Dans l’éducation en contexte de déplacement, l’accompagnement prend une signification particulière. Les étudiants portent souvent des expériences de perte, d’instabilité ou de scolarité interrompue. Les salles de classe deviennent des espaces où se rencontrent souffrance et espérance. Enseigner comme ministère signifie reconnaître que l’éducation consiste aussi à marcher aux côtés des étudiants tandis qu’ils reconstruisent confiance, sens et possibilité d’avenir.
La présence de l’enseignant : une pédagogie silencieuse du soin
Chaque étudiant entre en classe avec une histoire invisible. Certains portent le deuil, l’anxiété ou des responsabilités bien trop lourdes pour leur âge.
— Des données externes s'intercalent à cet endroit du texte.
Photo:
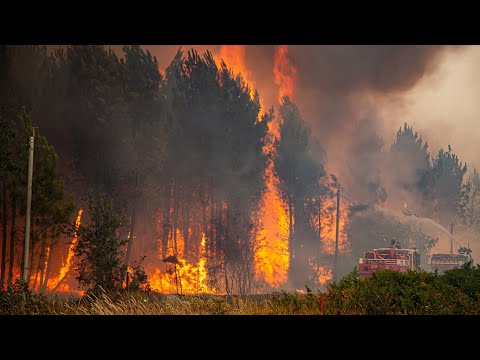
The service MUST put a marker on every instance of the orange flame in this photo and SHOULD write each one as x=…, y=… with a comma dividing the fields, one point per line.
x=71, y=252
x=192, y=279
x=272, y=257
x=328, y=232
x=284, y=73
x=235, y=59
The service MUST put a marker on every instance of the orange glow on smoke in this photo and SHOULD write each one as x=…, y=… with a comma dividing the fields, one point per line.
x=191, y=278
x=234, y=57
x=284, y=73
x=272, y=256
x=328, y=229
x=68, y=263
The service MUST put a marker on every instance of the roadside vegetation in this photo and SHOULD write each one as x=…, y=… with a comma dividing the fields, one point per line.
x=456, y=292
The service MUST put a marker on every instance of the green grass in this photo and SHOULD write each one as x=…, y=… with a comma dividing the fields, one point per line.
x=385, y=293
Dans ces circonstances, la présence même de l’enseignant devient une forme de pédagogie.
La patience, l’attention et l’encouragement transmettent des valeurs aussi puissamment que les plans de cours. Les éducateurs enseignent inévitablement par ce qu’ils sont autant que par ce qu’ils font. Cela appelle une auto‑réflexion continue : ma présence nourrit‑elle l’espérance ? Mes paroles affirment‑elles la dignité ? Mes attentes ouvrent‑elles des chemins de croissance ?
Lorsque les étudiants perçoivent une véritable sollicitude et un réel respect, l’éducation devient transformative plutôt que simplement informative. Ils grandissent non seulement académiquement, mais aussi en confiance, en responsabilité et en sentiment d’appartenance.
Les enseignants peuvent guider, protéger et offrir des outils pour exercer un jugement éclairé, mais ils ne peuvent pas choisir à la place des étudiants. La croissance implique nécessairement le risque, l’erreur et la liberté de revenir.
Les enseignants ne sont pas des contrôleurs de comportement, mais ils accompagnent les étudiants dans leur parcours de formation. Leur tâche est d’offrir un cadre intellectuel solide, un ancrage éthique et une présence attentive, en confiance que les étudiants exerceront progressivement leur liberté avec responsabilité. Enseigner comme accompagnement respecte la liberté de l’étudiant tout en demeurant ferme dans le soin.

Enseigner, une profession au service des autres
La noblesse de l’enseignement réside dans l’intégration de la profession et du ministère. Ces dimensions ne sont pas des identités concurrentes, mais des aspects complémentaires d’une même vocation. La compétence professionnelle garantit qualité, responsabilité et crédibilité ; le ministère donne sens, profondeur relationnelle et espérance.
Lorsque l’enseignement est vécu comme une profession qui sert, les éducateurs font plus que transmettre des connaissances. Ils accompagnent les apprenants vers la plénitude, la liberté, la responsabilité et l’épanouissement humain. Les enseignants peuvent agir avec intégrité, compassion, soin et engagement pour la dignité humaine, incarnant ainsi une éducation profondément humanisante et transformative.